New voices, new flash-length fantasy.
By Antoinette McCormick
The noises began near the end of October.
Three taps on the window, then, nothing.
The first time I heard them, I was half-asleep. Thinking they were only rain against the window, I snuggled under the covers and drifted back into my dreams.
The next time, the sounds shook me from a sound slumber. In their wake, a vague foreboding malingered, clammy and sour smelling as my sweat-soaked sheets. “Only a nightmare,” I tried to tell myself. I’d had more than my share since the accident in April, so again, I paid the noises little heed.
But they continued for a week, and they were always the same: tap-tap-tap on the window, then, nothing: a charged emptiness, an expectant stillness.
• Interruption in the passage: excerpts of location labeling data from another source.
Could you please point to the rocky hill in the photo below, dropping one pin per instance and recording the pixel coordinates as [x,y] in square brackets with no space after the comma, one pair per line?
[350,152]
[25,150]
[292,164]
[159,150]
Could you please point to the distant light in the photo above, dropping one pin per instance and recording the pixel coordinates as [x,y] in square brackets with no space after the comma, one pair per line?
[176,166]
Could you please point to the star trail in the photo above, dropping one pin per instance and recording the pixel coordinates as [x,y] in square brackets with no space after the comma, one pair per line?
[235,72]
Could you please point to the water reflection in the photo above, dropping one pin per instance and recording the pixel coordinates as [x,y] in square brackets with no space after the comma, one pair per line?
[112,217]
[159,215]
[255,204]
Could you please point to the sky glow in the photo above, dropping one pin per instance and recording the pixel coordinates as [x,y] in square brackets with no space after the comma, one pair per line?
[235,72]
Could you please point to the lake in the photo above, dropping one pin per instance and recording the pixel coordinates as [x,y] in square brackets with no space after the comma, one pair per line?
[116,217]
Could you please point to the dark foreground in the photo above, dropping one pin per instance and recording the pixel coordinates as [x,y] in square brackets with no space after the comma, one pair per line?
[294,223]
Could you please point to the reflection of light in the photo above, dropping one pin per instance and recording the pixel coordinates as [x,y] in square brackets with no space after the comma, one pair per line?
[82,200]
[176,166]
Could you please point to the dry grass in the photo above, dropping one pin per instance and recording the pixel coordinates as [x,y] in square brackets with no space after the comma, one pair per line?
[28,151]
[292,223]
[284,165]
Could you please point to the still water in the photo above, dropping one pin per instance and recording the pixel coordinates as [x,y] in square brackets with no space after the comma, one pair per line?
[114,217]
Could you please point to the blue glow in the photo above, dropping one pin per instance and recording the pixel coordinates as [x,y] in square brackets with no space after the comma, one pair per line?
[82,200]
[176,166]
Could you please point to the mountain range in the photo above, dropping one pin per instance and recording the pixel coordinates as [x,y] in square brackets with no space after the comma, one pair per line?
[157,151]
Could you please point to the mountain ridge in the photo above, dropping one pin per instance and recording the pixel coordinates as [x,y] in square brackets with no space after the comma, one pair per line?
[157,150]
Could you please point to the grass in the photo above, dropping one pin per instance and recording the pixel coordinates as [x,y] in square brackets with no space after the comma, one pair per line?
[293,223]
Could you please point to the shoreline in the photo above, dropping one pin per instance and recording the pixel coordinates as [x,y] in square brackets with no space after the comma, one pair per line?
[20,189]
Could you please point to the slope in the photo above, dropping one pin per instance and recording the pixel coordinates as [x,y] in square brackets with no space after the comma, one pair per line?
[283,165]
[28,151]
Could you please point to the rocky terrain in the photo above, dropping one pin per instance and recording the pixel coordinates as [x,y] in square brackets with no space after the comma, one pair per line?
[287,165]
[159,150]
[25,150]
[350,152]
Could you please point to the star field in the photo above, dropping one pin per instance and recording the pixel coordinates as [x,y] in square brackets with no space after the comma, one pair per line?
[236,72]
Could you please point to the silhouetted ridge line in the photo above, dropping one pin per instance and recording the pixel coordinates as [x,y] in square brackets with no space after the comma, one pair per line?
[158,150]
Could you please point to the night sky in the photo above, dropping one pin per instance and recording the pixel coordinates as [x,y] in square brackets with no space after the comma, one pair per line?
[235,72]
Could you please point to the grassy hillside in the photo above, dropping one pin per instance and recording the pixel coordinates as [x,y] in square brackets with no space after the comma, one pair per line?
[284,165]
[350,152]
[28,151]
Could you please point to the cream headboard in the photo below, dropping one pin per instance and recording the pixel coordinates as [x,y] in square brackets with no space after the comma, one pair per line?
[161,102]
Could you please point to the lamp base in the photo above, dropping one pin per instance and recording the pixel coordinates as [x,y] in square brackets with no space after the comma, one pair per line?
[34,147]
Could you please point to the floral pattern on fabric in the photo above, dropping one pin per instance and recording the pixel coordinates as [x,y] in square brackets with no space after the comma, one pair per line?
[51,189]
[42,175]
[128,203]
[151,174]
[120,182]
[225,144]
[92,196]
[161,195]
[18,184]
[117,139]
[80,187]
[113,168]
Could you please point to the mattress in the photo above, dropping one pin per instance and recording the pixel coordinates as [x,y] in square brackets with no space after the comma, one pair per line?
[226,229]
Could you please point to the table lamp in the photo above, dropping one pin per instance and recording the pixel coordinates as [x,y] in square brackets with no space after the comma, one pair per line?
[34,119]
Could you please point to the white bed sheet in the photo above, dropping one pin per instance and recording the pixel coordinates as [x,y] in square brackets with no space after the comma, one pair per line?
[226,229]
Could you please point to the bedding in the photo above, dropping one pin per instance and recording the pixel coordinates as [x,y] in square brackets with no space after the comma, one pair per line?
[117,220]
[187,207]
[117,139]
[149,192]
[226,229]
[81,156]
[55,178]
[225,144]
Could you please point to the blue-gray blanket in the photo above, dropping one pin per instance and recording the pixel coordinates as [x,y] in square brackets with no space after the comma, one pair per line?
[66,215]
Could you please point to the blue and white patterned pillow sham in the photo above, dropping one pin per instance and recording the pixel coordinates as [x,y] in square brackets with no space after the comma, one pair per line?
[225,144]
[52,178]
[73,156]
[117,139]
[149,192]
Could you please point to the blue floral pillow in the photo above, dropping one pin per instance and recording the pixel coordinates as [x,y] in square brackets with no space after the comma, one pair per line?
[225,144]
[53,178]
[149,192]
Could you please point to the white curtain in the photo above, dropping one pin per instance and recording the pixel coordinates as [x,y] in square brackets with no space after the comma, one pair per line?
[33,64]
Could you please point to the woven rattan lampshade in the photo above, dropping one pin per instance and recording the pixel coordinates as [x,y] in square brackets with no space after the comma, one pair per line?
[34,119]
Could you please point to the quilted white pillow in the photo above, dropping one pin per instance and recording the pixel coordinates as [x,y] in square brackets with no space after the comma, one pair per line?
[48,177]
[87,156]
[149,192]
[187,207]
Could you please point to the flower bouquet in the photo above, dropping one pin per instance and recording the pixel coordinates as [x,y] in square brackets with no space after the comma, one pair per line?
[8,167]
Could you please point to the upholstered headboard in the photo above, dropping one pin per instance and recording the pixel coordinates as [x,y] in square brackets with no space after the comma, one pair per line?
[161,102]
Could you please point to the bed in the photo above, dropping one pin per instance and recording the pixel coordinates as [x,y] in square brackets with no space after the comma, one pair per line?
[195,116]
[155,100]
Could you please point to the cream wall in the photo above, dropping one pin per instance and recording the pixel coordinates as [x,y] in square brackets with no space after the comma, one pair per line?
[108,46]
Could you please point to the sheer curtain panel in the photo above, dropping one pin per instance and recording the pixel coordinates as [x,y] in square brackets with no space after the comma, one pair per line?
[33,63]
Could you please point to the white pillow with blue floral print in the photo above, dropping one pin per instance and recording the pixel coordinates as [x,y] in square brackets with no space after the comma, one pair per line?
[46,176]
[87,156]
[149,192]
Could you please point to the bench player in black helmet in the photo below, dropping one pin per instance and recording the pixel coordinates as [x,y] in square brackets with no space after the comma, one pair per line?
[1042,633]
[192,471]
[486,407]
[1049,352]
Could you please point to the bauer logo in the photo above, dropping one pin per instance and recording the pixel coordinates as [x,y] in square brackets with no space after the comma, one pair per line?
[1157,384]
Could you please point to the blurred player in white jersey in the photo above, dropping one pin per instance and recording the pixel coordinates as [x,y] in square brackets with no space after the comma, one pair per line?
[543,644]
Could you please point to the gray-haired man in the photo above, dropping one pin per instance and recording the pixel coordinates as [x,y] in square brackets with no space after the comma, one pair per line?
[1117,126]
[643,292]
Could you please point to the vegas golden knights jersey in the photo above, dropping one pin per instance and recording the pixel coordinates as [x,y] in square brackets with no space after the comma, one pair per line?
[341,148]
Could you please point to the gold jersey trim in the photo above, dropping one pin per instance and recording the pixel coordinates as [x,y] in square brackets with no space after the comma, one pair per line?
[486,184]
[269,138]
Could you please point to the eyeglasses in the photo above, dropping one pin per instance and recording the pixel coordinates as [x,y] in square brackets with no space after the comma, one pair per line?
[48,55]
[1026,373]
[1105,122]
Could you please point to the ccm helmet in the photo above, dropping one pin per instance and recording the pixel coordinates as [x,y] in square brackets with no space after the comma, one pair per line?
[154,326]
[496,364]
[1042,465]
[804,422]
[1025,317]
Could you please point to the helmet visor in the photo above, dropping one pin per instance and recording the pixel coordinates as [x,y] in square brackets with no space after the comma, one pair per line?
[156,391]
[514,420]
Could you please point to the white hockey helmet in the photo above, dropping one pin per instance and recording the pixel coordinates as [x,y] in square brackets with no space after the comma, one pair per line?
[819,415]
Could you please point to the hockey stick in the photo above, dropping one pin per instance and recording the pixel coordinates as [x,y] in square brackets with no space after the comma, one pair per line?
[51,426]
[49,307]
Each time, I’d surface, clawing at my covers and swallowing a scream. Then, tearful and trembling, I’d sit in bed and stare at the ceiling, the memory of those sounds lingering, clinging to me like a second shadow, a darkness even daylight could not dispel. I cancelled my classes. I couldn’t eat.
Finally, I told my best friend, Aimee. A part-time professor, Aimee owned Ananke’s Attic, Middleton’s only occult boutique. We met in her shop on Saturday.
“You’re not crazy, Devon,” she said, shooing a fly from the rim of her coffee cup. She’d propped the door open to take advantage of any foot traffic on Harker Street. So far, the fly was her only customer. “Grieving people sometimes experience these things.”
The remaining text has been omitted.